Hamilton County breaks records for COVID-19 hospitalizations, ICU patients, active cases, new cases on Wednesday

Staff photo by Troy Stolt / Healthcare worker Kristen Pennington places COVID-19 test provided by the non-profit organizations Alleo and CEMPA into a cooler at Hospice of Chattanooga on Monday, Nov. 30, 2020 in Chattanooga, Tenn.

Hamilton County broke five records Wednesday among statistics central to measuring the impact of COVID-19 as the virus continues to spread rapidly in the community.

On Wednesday, the Hamilton County Health Department reported 467 new infections, 2,419 active cases, 147 hospitalizations and 43 people in the intensive care unit, all of which are records. The county is averaging 267 new cases a day in the past week, a record as well.

New tests have averaged a 15% positivity rate in the past week. Health experts have pointed to a positivity rate below 5% as a necessary benchmark for controlling the spread of the virus.

The health department reported three additional deaths Wednesday, bringing the county total to 161. Deaths have been surging recently with 44 people dying from the virus in November, the deadliest month to date. The health department reported three or more deaths on a single day 14 times since the pandemic began, with seven of those 14 times happening in the past month.

"We're at a point right now where we really just need to hunker down and keep doing the things that we know work," Rae Bond, chair of the local Joint COVID-19 Task Force, said during a news briefing Tuesday while pleading with Hamilton County residents to take precautions seriously.

The county will begin seeing the impact of the Thanksgiving holiday as symptoms typically present between two and 14 days after exposure. Taking this into account along with the time necessary to turn around test results, the coming days will be key to measuring just how damaging holiday gatherings were on containing the virus in Hamilton County.

A single data point or a single-day jump can be viewed as a snapshot but should be taken into consideration along with larger trends. The records broken Wednesday are notable because they continue a month-long trend upward for new cases, hospitalizations and active cases.

Across the state and nation, the risk of contracting the coronavirus is at a "historic high," according to the White House COVID-19 Task Force's weekly report for Tennessee.

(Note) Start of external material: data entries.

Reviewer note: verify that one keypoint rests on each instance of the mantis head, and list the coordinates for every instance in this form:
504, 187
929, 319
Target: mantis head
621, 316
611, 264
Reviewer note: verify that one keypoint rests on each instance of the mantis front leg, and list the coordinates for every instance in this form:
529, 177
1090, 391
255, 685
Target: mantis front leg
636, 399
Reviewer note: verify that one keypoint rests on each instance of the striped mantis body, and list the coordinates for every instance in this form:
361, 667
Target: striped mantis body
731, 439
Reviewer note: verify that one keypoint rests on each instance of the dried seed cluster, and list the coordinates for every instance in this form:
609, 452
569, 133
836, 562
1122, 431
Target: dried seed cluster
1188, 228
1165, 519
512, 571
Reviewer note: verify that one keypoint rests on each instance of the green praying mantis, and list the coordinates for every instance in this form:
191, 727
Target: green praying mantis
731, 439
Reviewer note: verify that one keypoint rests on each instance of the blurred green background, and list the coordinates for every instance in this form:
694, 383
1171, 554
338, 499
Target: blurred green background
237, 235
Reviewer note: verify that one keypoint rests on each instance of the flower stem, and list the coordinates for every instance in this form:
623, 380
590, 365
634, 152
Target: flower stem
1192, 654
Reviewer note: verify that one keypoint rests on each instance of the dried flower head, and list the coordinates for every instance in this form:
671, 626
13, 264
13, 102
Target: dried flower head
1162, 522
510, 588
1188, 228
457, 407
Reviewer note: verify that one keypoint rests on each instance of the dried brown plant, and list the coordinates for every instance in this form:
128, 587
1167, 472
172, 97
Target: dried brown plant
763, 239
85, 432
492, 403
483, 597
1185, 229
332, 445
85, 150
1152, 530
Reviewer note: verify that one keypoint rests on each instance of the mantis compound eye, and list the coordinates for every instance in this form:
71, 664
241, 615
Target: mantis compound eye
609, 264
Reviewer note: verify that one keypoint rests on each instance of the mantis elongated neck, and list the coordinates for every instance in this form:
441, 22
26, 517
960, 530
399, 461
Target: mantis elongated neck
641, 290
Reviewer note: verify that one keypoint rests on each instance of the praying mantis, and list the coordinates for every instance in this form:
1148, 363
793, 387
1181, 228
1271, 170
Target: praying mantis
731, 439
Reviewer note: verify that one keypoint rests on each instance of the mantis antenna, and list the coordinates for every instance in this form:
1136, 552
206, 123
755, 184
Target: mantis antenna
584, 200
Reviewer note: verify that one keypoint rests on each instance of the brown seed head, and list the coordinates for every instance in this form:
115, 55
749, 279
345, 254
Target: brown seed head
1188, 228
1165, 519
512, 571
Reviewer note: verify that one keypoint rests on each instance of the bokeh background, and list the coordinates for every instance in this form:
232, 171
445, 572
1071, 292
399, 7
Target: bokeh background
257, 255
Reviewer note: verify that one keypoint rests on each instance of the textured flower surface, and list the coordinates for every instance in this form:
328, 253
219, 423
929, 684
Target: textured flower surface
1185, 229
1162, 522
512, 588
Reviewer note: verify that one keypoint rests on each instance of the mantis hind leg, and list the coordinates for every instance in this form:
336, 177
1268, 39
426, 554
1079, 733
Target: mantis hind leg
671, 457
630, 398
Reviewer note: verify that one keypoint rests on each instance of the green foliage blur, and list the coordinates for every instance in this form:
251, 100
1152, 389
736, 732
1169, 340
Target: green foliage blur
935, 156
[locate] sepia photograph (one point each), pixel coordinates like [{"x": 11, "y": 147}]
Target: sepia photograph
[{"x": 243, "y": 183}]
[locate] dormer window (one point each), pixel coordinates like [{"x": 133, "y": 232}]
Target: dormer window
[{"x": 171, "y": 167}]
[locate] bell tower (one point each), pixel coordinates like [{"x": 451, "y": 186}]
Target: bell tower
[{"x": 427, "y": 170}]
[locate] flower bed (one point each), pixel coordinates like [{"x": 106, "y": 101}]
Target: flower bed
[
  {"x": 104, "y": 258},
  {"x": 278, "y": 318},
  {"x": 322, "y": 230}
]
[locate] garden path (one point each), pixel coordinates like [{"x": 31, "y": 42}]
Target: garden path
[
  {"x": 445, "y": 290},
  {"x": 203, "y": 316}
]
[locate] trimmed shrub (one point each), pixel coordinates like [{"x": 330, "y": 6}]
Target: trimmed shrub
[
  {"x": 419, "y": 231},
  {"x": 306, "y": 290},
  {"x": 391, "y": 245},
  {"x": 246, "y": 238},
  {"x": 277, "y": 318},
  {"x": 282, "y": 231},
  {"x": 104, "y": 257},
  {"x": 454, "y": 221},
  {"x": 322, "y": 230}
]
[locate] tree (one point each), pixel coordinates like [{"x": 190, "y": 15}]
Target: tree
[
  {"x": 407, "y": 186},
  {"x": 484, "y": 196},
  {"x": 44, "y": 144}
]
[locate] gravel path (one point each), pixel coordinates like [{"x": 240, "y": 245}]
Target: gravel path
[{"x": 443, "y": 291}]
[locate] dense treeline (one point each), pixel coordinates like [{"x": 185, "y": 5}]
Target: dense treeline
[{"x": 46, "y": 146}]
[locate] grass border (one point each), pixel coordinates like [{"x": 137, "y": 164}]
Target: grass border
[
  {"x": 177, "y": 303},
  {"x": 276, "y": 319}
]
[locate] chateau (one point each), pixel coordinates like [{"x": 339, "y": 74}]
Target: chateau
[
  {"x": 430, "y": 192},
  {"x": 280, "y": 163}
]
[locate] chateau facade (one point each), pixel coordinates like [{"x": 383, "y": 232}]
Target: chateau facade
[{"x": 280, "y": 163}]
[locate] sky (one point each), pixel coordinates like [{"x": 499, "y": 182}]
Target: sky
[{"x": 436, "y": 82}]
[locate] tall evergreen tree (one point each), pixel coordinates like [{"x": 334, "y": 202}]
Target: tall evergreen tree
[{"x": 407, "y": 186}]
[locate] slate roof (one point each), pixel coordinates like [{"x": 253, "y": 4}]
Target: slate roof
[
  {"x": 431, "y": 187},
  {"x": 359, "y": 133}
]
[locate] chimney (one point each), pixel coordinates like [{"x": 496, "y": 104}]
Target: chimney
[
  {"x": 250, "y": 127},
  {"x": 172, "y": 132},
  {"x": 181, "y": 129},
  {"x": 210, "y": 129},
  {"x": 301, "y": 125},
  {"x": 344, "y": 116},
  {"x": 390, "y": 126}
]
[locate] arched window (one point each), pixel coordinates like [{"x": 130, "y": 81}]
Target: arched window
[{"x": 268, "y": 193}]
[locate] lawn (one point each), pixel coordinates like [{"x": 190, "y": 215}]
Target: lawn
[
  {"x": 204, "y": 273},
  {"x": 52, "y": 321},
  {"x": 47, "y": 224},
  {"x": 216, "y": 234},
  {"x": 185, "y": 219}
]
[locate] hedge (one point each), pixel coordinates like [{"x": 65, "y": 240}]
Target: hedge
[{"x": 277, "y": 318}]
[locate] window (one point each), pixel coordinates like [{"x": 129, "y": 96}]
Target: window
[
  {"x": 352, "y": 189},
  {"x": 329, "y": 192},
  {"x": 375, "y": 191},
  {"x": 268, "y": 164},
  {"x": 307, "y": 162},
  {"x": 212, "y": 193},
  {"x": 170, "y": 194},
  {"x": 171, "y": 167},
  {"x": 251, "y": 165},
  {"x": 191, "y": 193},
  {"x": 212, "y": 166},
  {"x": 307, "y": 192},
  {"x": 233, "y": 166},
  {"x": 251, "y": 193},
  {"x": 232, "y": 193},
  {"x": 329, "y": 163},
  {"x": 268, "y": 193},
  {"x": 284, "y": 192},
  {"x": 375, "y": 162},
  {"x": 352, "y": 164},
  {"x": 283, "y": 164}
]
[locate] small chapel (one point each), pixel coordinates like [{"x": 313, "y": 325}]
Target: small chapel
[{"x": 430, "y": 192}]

"We are in a very dangerous place due to the current, extremely high COVID baseline and limited hospital capacity," the report states. "A further post-Thanksgiving surge will compromise COVID patient care, as well as medical care overall."

The report calls on public health officials to alert residents directly "if state and local policies do not reflect the seriousness of the current situation." For weeks, the White House reports have recommended that Tennessee implement a statewide mask mandate and reduce restaurant capacity in response to escalating community spread and new cases. Gov. Bill Lee has done neither.

"It must be made clear that if you are over 65 or have significant health conditions, you should not enter any indoor public spaces where anyone is unmasked due to the immediate risk to your health; you should have groceries and medications delivered," the most recent report from Sunday says, adding that people under 40 years old who gathered beyond their immediate household during Thanksgiving should assume they are now infected.

"Most likely, you will not have symptoms; however, you are dangerous to others and you must isolate away from anyone at increased risk for severe disease and get tested immediately. If you are over 65 or have significant medical conditions and you gathered outside of your immediate household, you are at a significant risk for serious COVID infection; if you develop any symptoms, you must be tested immediately as the majority of therapeutics work best early in infection," it says.

On a positive note, the report says COVID-19 is improving in European countries and states that have implemented strong mitigation strategies but not closed schools.

"We really can continue to make our way through the pandemic. We can slow the spread, we can avoid overwhelming our hospital systems, but it takes each one of us inconveniencing ourselves a little bit right now for the greater good," Bond said Tuesday. "I just want to encourage people - don't get tired, don't give up, keep wearing your mask, keep social distancing."